Dr. Valori Johnson knew her life’s calling from an early age. “The rest of my family were mathematicians and engineers,” she says, “but I was born with the animal bug, and made sure we always had a house full of pets.”
Her passion for animals led her right through veterinary college and into a specific vision for how she wanted to practice medicine. “Since veterinary school I have worked in large, busy practices,” she says. “I wanted to create a clinic with a calmer, friendlier atmosphere that was less stressful for our patients and clients.”
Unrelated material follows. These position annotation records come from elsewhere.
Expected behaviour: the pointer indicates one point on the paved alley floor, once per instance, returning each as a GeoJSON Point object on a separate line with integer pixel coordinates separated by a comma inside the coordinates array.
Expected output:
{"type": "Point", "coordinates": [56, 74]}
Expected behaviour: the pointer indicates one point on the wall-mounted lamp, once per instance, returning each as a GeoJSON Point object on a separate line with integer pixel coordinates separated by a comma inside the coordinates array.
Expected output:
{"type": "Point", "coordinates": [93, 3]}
Johnson — Dr. Val to her friends and clients — fulfilled that dream in February when she opened Buckman Veterinary Clinic in SE Portland. Since then, she’s seen exactly the results she’d hoped for. “A number of the dogs and cats who had earned a reputation for being ‘spicy customers’ have been much easier to work with in our new space where they are not as stressed out,” she says.
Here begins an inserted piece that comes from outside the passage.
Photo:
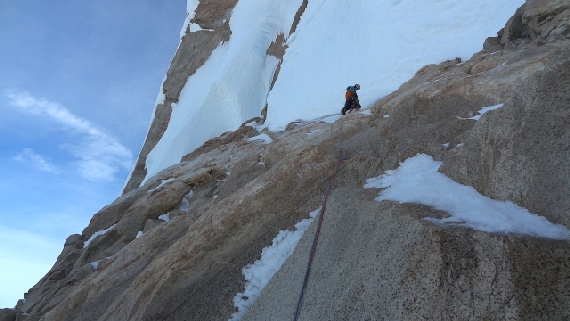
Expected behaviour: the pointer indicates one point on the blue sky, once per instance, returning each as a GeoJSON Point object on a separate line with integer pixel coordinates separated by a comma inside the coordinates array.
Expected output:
{"type": "Point", "coordinates": [78, 82]}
Johnson also had another goal when she opened her clinic. “I am hoping that the flexibility of having my own practice will allow me to expand the work I do with local animal animal rescues," she says. Johnson has worked closely with My Way Home Dog Rescue, a Sandy, OR nonprofit that places dogs from overcrowded shelters into forever families.
Cheryl Yoshioka, who runs My Way Home, helped Johnson get Buckman Clinic up and running. Now, the rescue’s dogs visit the new clinic for help with issues ranging from broken bones to autoimmune diseases and liver and kidney problems.
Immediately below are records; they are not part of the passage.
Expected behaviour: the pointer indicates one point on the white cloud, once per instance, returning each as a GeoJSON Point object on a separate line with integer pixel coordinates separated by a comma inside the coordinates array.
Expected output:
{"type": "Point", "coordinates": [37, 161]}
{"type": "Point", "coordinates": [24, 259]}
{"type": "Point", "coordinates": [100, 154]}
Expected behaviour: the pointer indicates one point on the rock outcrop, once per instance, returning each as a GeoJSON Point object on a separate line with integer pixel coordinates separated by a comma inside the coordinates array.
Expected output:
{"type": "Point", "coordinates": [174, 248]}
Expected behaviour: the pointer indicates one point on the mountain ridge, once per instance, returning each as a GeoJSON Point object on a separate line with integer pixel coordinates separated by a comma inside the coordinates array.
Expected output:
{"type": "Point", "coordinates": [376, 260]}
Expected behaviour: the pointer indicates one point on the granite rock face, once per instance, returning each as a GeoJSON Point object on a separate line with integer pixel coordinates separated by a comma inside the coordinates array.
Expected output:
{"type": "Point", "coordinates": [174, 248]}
“Most all the dogs coming into rescue have suffered neglect,” Yoshioka says, “so their care is a priority for us. Our rescue does quite a few senior dogs, and after living a life of neglect they require special care. Dr. Val has provided that for us.”
The work reaps rewards for the doctor as well as the patients. “There is nothing quite as nice,” Johson says, “as being able to help these animals that come in neglected and suffering get back on their feet and settled in new loving families.”
The doctor says says a career in primary vet care is “a complex puzzle” requiring a unique mix of medical knowledge, scrupulous study of the latest research, and a healthy dose of compassion. “I want our clinic to be filled with people who not only have the skills any veterinary staff member needs,” she explains, “but also have a passion for working with pets and the empathy to work with them gently.”
“So many times in my career,” Johnson says, “I have seen people handling pets in ways that are unnecessarily stressful to them. I am working to develop a culture where pets and their people are treated right as individuals with unique needs."
“When we succeed in this balance, and know we have helped a pet and his or her family, that is the best reward there is!”
William Kennedy is a freelance writer who lives with his wife and daughter in downtown Eugene, Oregon. He's had many furry friends in his lifetime. Currently, he's tolerated by a black cat named Midnight.